Sans Sarah rien ne va (Forgetting Sarah Marshall) de Nicholas Stoller - 2008
Comme toujours dans les productions Apatow (je joue au spécialiste, j'en ai vues deux ou trois), on ne s'embarrasse pas beaucoup de scénario. Forgetting Sarah Marshall, c'est l'histoire d'un type qui se fait larguer par sa copine, point final. On se dit au départ qu'il va bien falloir que Stoller trouve un peu autre chose à raconter s'il veut tenir sur 1h40. Nan. Ca semble largement suffire au bougre pour faire un film, et au vu du résultat, on se dit qu'effectivement, ça suffit. Oui, parce que, voyez-vous, je me suis laissé prendre au charme de ce film, voire même laissé toucher par cette histoire simple et sans ambition, très jolie au final justement par ce romantisme et cette croyance enracinée que l'amour et ses manquements suffisent à faire un sujet. Stoller parvient à méler avec subtilité la grosse farce sexuelle de potache et la douleur de la rupture, la teen-comédie la plus basique et une curieuse mélancolie.

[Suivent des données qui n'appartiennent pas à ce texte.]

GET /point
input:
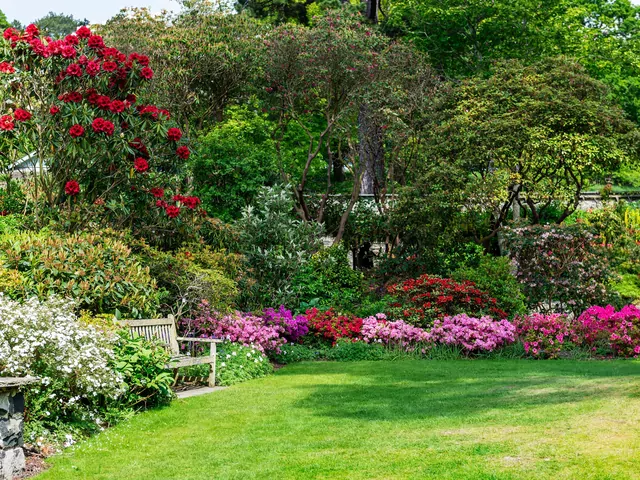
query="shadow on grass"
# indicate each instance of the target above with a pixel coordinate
(428, 389)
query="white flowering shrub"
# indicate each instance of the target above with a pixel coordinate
(73, 362)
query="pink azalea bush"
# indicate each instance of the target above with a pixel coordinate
(544, 335)
(473, 334)
(620, 329)
(379, 329)
(294, 327)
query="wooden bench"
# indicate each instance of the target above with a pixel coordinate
(164, 330)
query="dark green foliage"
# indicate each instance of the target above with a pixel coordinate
(493, 275)
(329, 280)
(58, 25)
(237, 363)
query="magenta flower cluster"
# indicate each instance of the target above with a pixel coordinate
(294, 327)
(473, 334)
(399, 334)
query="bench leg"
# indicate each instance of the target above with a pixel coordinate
(212, 366)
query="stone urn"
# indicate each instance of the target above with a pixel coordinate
(11, 424)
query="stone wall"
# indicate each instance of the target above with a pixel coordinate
(11, 426)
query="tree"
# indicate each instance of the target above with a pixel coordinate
(316, 79)
(59, 25)
(531, 136)
(465, 37)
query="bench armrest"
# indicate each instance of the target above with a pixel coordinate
(196, 339)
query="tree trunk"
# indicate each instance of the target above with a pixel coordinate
(372, 10)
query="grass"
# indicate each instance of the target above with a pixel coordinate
(457, 419)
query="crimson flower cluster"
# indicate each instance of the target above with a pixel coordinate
(82, 60)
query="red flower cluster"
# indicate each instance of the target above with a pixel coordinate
(183, 152)
(141, 165)
(117, 106)
(6, 122)
(332, 326)
(174, 134)
(21, 115)
(100, 125)
(72, 188)
(6, 68)
(422, 300)
(76, 131)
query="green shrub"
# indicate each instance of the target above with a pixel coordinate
(291, 353)
(142, 364)
(493, 275)
(237, 363)
(190, 275)
(10, 224)
(97, 270)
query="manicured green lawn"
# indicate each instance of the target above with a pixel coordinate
(388, 420)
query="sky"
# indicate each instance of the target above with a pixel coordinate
(96, 11)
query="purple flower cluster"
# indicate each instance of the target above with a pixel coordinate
(379, 329)
(294, 327)
(473, 334)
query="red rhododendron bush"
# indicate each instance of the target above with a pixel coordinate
(72, 103)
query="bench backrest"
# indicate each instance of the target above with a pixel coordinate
(162, 329)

Comment se remettre de la perte d'un amour ? N'importe quel Français en aurait fait un pensum concerné (ai-je déjà dit que je n'aime pas Sautet ?) ; de l'autre côté de l'Atlantique, nos gars se prennent moins la tête et abordent le sujet avec santé, sans scrupule. Peter (Jason Segel, très juste, qui ne cherche jamais l'adhésion du public, qui joue sérieusement les situations les plus grotesques) est un gosse, fan de céréales, de vautrages sur un canapé et de musique sirupeuse ; la découverte que l'amour est limité va le faire passer à l'âge adulte, et dès lors le film ne va tendre qu'à un but : le faire mûrir, le rendre heureux à nouveau. Mais là où Apatow assimile le bonheur aux conventions sociales (famille-argent-confort), Stoller se contente de peu : prendre une vague au surf, se soûler au rhum dès 9h du mat, sauter dans la flotte avec une fille sympa, monter un spectacle de marionnettes ridicule mais sincère, s'en taper 5 avec son pote, voilà ce qui suffit à son héros pour retrouver le goût de la vie. Une vie où se faire tailler une pipe par son ex repentante peut être moins fun que d'écrire une comédie musicale sur Dracula. Touchante approche de la chose, mélancolique et douce. Il y a ça et là quelques idées vraiment jolies, comme cet homme placé face à l'image de celle qu'il aime, projetée en écran géant (la belle est actrice), comme une réminiscence obsessionnelle du visage aimé.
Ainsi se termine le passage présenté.